Construction of Green City Index in Indonesian Metropolitan Districts/Cities
Keywords:urban, green city, PLS-SEM, index
Urbanization in Indonesia resulted in population density in urban areas, which has the potential for economic growth, marked by increased population income followed by changes in consumption patterns that will cause environmental problems in urban areas. Seeing environmental issues that occur in urban areas, it is necessary to have a green city concept city planning as a sustainable city planning solution without damaging the environment. The measurement of green city achievement has yet to be carried out in Indonesia. This study aims to measure the Green City Index (GCI) in metropolitan districts/cities in Indonesia using Partial Least Squares-Structural Equation Modeling (PLS-SEM).

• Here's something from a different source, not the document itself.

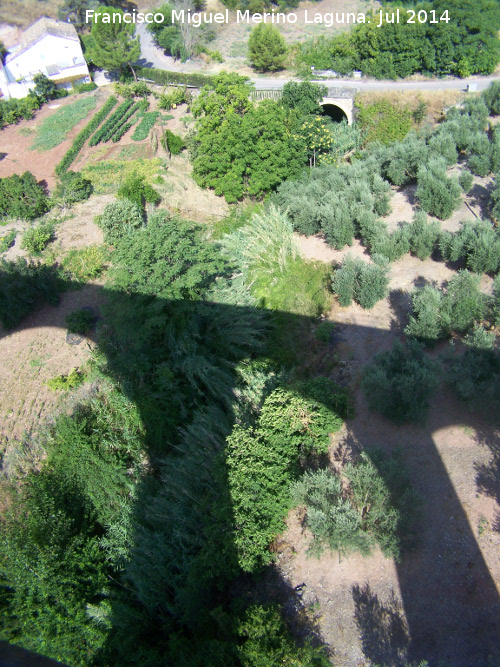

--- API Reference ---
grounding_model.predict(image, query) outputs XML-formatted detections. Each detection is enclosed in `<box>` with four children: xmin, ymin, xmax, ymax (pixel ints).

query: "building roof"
<box><xmin>5</xmin><ymin>17</ymin><xmax>79</xmax><ymax>63</ymax></box>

It examines the GCI achievements in Indonesian metropolitan districts/cities. The GCI is formed by a socioeconomic dimension of two indicators and an environmental dimension of eleven indicators. Generally, the highest GCI achievements are in the Bogor District, with a score of 74.3 percent. Bangkalan District achieved the highest socioeconomic dimension index, and Bogor District completed the highest environmental dimension index. In addition, there is a significant and negative relationship between GCI and the Human Development Index (HDI) and economic growth. It is hoped that the government and the community can pay attention to the balance of the environment in their activities.